Penafsiran agama wahabi atau pemahaman agama yang diakui sebagai pemahaman murni (puritanisme), saat ini justeru menjadi kendaraan gaya hidup materialisme dan hedonisme. Sebuah paradoks nyata. Dan khawatirnya, ini pula yang sedang terlihat di tanah kelahiran baginda Rasul SAW saat ini.

Setelah mengalami ragam kritikan atas “rigiditas”, baik dalam pandangan agama maupun politiknya, saat ini Saudi ingin menyampaikan kepada dunia bahwa kini Saudi sudah mengalami reformasi.

Tapi reformasi itu ternyata juga mengalami kebablasan.

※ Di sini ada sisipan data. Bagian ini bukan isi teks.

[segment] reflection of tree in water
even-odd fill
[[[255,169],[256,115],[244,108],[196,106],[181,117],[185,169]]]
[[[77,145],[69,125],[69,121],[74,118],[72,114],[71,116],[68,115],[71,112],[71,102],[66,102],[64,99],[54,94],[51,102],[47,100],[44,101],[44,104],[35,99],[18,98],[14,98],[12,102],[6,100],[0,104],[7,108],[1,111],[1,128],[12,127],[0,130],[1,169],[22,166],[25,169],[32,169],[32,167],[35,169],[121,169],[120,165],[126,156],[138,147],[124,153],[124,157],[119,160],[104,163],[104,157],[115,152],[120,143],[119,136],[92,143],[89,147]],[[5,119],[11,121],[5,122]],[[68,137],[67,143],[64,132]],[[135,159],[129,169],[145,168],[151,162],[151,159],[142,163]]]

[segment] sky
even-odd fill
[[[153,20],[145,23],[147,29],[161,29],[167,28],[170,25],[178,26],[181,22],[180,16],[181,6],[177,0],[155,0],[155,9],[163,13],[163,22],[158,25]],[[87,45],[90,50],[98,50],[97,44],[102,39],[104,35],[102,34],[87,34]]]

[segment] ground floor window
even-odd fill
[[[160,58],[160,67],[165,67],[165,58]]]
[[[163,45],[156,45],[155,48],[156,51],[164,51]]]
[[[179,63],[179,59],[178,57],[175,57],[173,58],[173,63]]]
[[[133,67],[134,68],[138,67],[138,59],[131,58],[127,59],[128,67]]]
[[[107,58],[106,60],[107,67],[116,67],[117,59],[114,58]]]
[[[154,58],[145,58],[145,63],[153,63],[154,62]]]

Mentalitas teokratis Yang bersifat hitam putih tidak siap menerima lingkungan “kebebasan”. Akibatnya terjadi penangkapan masif mereka yang dianggap berseberangan dengan penguasa.

Peristiwa mutakhir adalah kematian atau tepatnya pembunuhan secara sadis seorang Wartawan senior, Jamal Kashogy. Diyakini oleh banyak kalangan, pembunuhan itu tidak dapat dilepaskan dari kekritisannya kepada pemerintahan Saudi.

Kebebasan yang diberikan di satu pihak kepada kaum wanita untuk mengendarai mobil, ternyata dapat dicurigai sebagai “taqiyah” semata untuk menutupi ragam pelanggaran HAM. Ribuan ulama dan aktifis saat ini, sedang dipenjarakan di Saudi Arabia.

Mungkin yang paling menyayat “hati iman” adalah kenyataan, Saudi Arabia memilih bergandengan tangan dengan Donald Trump. Menutup mata dari kenyataan bahwa secara domestik, Donald Trump memperlakukan kebijakan anti Islam dan Muslim.

Tentu yang terpenting adalah, diamnya Saudi sebagai negara yang harusnya masih punya kharisma di Timur Tengah, terhadap kebijakan Donald Trump yang mengakui Jerusalem sebagai ibukota Israel.

Bahkan, Saudi ada di baris terdepan menyerang dua wanita muda Muslimah yang baru terpilih menjadi anggota Kongres Amerika, Ilhan dan Rashida. Keduanya, oleh Saudi dituduh sabagai anggota “Ikhwanul Muslimun”. Entah siapa sponsor di balik tuduhan itu. Namun yang pasti sangat menggerahkan umat Islam Amerika.

Juga baru beberapa hari lalu, Pangeran MBS justeru membela China dalam kebijakannya yang represif terhadap warga Muslim Uighur. Bahkan, Arab ikut memberikan pembenaran bahwa itu adalah hak China untuk memberantas radikalisme di negara mereka.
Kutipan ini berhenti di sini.